Grace's Mosaic Moments


Friday, March 25, 2011

The Hazards of Flying Kites

I wasn’t going to blog this Friday, since now that I have a cover, I’m hard at work on the final stages of uploading my first effort to Smashwords, Kindle, and Nook. I chose Lady Silence, by the way. Although the last of my six Signet Regencies, I felt it might—with its “soap opera” ending (not a dry eye in the house)—have an appeal beyond the lovers of traditional Regencies.

BUT - yesterday afternoon, while taking the grandchildren picnicking at the Orlando area’s largest woodland park, an incident occurred that deserves to be recorded. Let’s face it, on the homefront as well as the world-wide scene, TV and newspapers regale us with disaster after disaster. (For example, just this week the husband of the city manager of the upscale Orlando suburb where Tiger Woods lives, attacked the town’s mayor at a meeting, knocking him out. And a sixteen-year-old tried to rape a girl in the backseat of a schoolbus!) Sometimes, one can only wish we’d hear more about good deeds. So here’s the story of what happened when the little girls and I tried to fly kites at Moss Park.

I’d planned only an after-school picnic with my three grandchildren, aged almost 8, 6, and 4. But the wind was so blustery it was scaling the plates right off the table, so the girls asked if we could get the kites out. But we weren’t having much luck as the wind was gusty, one minute grabbing the kites, the next plunging them into the ground. Even our strongest “high wind” kite had trouble staying up. Part of the problem: we were in an open field ringed by tall trees, and I didn’t dare let out a lot of string.

The girls ran off to the playground nearby, and I thought I’d give the big kite one last try. As I picked it up, a man came over and asked if I’d like some help. (He was around thirty, and he and his wife had been watching their children play in the playground.) I said, “Sure,” and of course he had that kite up and flying a hundred feet off the ground in less than a minute. He warned me about the tug on the line and then handed it over. (His family was waiting in the car, ready to go home.) Talk about wind! It all but lifted me off the ground. I immediately started to reel in, as the hazard of that much line around trees was obvious. Because the pull was so great, I had my eyes on the winder, not on the kite, trying to keep the line from tangling, and OH-OH, the kite lodged in the top of a live oak.

For those who live in the south and know live oaks, I hasten to say this one was young, maybe only thirty feet tall, but as far as I was concerned, it might as well have been sixty. Our successful kite-launcher came loping back, and I asked if he had a knife to cut the line. (I wanted to save the expensive winder.) He said, “What for?” and promptly launched himself into the tree.
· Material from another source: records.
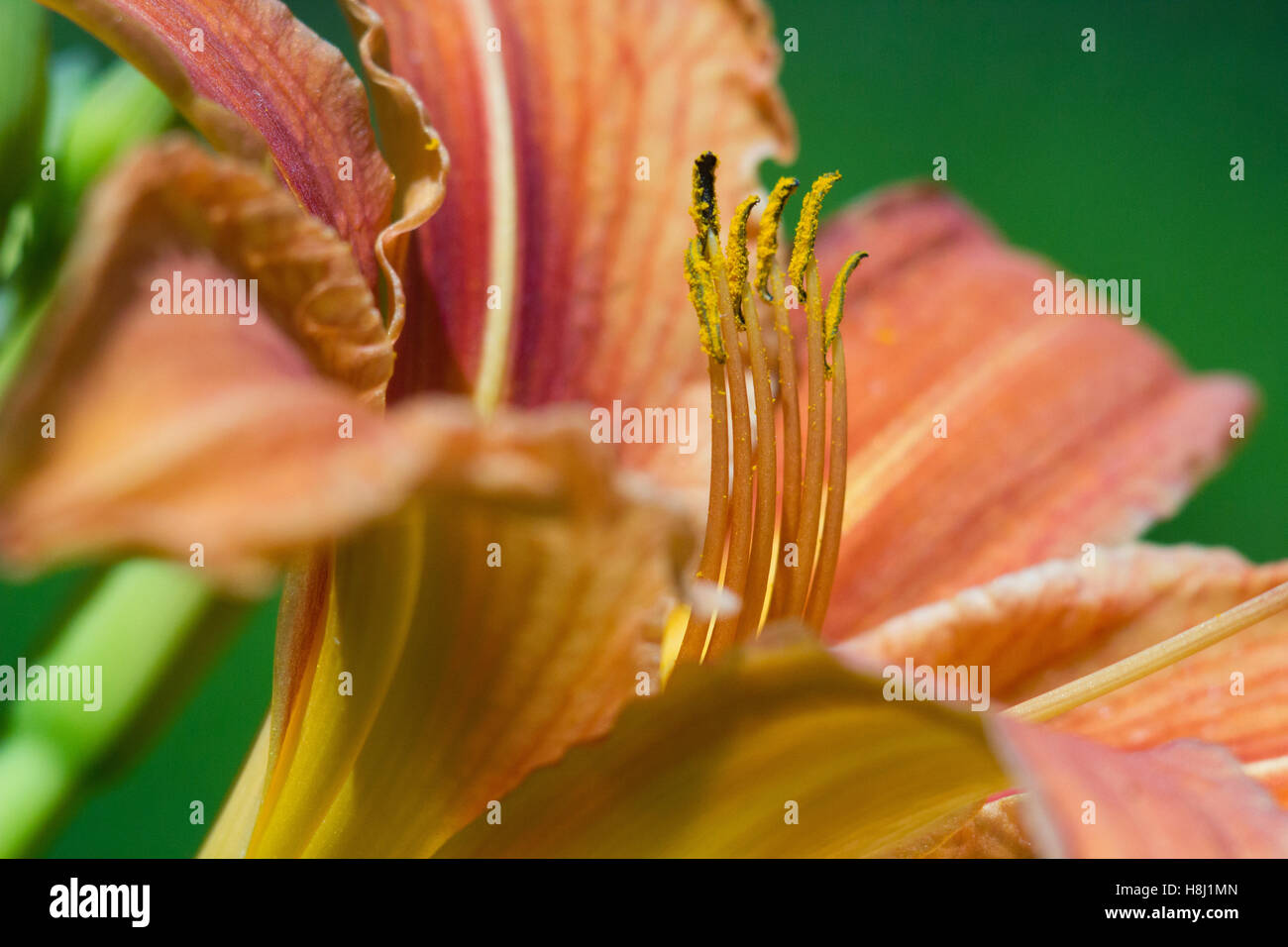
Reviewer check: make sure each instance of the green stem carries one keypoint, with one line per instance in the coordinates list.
(151, 628)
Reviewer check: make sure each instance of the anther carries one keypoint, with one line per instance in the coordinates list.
(806, 230)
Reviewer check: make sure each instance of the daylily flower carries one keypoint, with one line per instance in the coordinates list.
(475, 585)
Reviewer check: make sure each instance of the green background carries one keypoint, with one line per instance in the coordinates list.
(1115, 162)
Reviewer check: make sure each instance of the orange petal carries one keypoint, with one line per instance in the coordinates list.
(1060, 429)
(411, 146)
(549, 110)
(484, 629)
(771, 753)
(987, 830)
(1180, 800)
(254, 78)
(1050, 624)
(213, 429)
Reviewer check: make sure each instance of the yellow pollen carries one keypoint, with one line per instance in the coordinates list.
(767, 240)
(836, 308)
(806, 230)
(760, 513)
(735, 256)
(702, 294)
(704, 211)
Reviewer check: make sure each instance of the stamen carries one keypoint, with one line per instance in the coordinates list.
(743, 530)
(811, 493)
(703, 209)
(722, 635)
(702, 292)
(829, 545)
(806, 230)
(791, 438)
(1153, 659)
(767, 240)
(706, 302)
(836, 307)
(737, 256)
(767, 483)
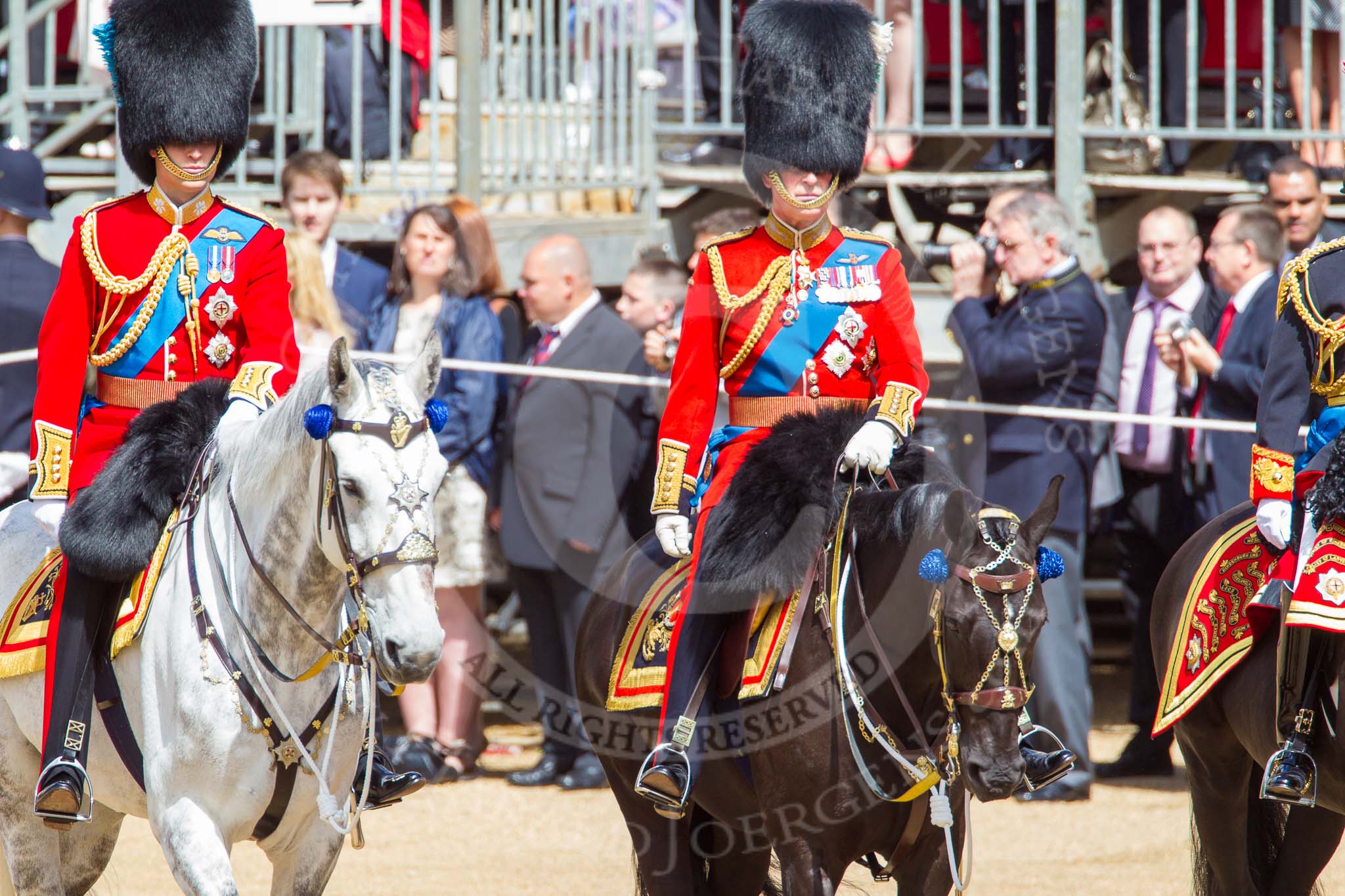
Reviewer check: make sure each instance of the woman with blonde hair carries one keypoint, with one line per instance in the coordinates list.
(318, 322)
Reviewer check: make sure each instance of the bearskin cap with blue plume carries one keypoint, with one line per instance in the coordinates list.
(183, 73)
(808, 78)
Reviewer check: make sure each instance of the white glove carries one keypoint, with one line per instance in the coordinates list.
(1273, 519)
(47, 513)
(871, 448)
(674, 535)
(237, 414)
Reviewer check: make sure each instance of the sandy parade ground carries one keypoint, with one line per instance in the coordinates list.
(485, 837)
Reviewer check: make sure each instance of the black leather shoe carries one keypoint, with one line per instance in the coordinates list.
(548, 771)
(1057, 793)
(1043, 769)
(708, 152)
(386, 786)
(666, 786)
(60, 798)
(1141, 757)
(1290, 778)
(586, 777)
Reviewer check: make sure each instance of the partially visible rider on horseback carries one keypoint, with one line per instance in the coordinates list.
(1301, 503)
(793, 316)
(158, 291)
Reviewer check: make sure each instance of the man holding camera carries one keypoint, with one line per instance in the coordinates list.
(1153, 512)
(1222, 375)
(1042, 347)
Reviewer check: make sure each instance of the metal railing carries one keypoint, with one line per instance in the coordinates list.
(553, 86)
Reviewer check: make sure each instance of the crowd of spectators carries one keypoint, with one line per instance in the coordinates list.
(550, 477)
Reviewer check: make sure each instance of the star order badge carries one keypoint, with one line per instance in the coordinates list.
(838, 358)
(852, 327)
(222, 308)
(219, 350)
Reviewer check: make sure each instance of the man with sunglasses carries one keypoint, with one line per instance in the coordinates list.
(1043, 347)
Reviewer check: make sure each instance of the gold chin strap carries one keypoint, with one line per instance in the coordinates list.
(182, 174)
(807, 206)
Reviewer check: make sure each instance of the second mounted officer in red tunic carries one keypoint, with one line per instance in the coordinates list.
(158, 291)
(791, 317)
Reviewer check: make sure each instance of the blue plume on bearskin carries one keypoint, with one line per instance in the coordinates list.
(934, 567)
(185, 74)
(105, 34)
(437, 414)
(807, 85)
(318, 421)
(1049, 565)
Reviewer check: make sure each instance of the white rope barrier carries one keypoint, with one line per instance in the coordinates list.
(659, 382)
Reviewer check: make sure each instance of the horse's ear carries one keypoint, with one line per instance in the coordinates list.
(341, 372)
(957, 519)
(1036, 527)
(424, 371)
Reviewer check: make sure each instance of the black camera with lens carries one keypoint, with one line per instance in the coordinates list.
(942, 253)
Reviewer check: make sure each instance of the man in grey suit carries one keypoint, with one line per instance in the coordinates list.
(571, 458)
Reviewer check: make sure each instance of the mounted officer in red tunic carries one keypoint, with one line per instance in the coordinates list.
(1301, 501)
(158, 291)
(791, 317)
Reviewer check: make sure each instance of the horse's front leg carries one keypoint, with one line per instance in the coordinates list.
(195, 849)
(304, 864)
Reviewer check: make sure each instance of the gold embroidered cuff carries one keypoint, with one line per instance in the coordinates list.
(1273, 475)
(896, 408)
(671, 479)
(254, 383)
(50, 465)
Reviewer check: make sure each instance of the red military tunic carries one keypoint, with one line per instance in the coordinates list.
(872, 356)
(240, 327)
(789, 323)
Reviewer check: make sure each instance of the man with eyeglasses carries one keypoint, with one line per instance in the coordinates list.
(1220, 366)
(1042, 347)
(1152, 515)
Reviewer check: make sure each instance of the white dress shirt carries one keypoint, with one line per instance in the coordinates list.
(1157, 457)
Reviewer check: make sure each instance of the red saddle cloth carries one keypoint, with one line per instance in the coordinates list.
(1219, 620)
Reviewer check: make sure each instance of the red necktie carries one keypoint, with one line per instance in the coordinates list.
(1225, 323)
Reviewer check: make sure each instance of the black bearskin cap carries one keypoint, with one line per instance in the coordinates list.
(183, 72)
(807, 83)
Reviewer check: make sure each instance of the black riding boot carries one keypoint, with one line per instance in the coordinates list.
(1292, 773)
(386, 785)
(87, 612)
I stood with mouth agape as he climbed and climbed. There were so many leaves I couldn’t actually see him well - and I sincerely hoped his wife couldn’t see what he was doing. In no time at all he was 25-30 feet up, trying to dislodge the kite. It was stubborn, but he took the time to untie all the knots I’d put in it, separating the kite from the string. Then he wrestled the kite loose and dropped it down, where it stuck on a branch only about nine feet off the ground.

He descended, crawled out on the lower branch, and dropped the kite to the ground. Meanwhile, I had reeled in all the line. The three little girls had come back from the playground by this time and witnessed the last of this gallant rescue. I was nearly speechless when our hero dropped back to earth. I shook his hand, stammered out my most sincere thanks, and off he went, back to his waiting family.

I took the little girls down to a lakefront beach and let them wade for a while after that, while I smiled to myself and thought about the passing encounter that served to remind me that there are some very nice people in this world.

A salute to nice guys everywhere!

1 comment:

  1. Love the kite story. There are indeed nice guys still around.

    On another topic, have you posted about getting Lady Silence onto other outlets yet?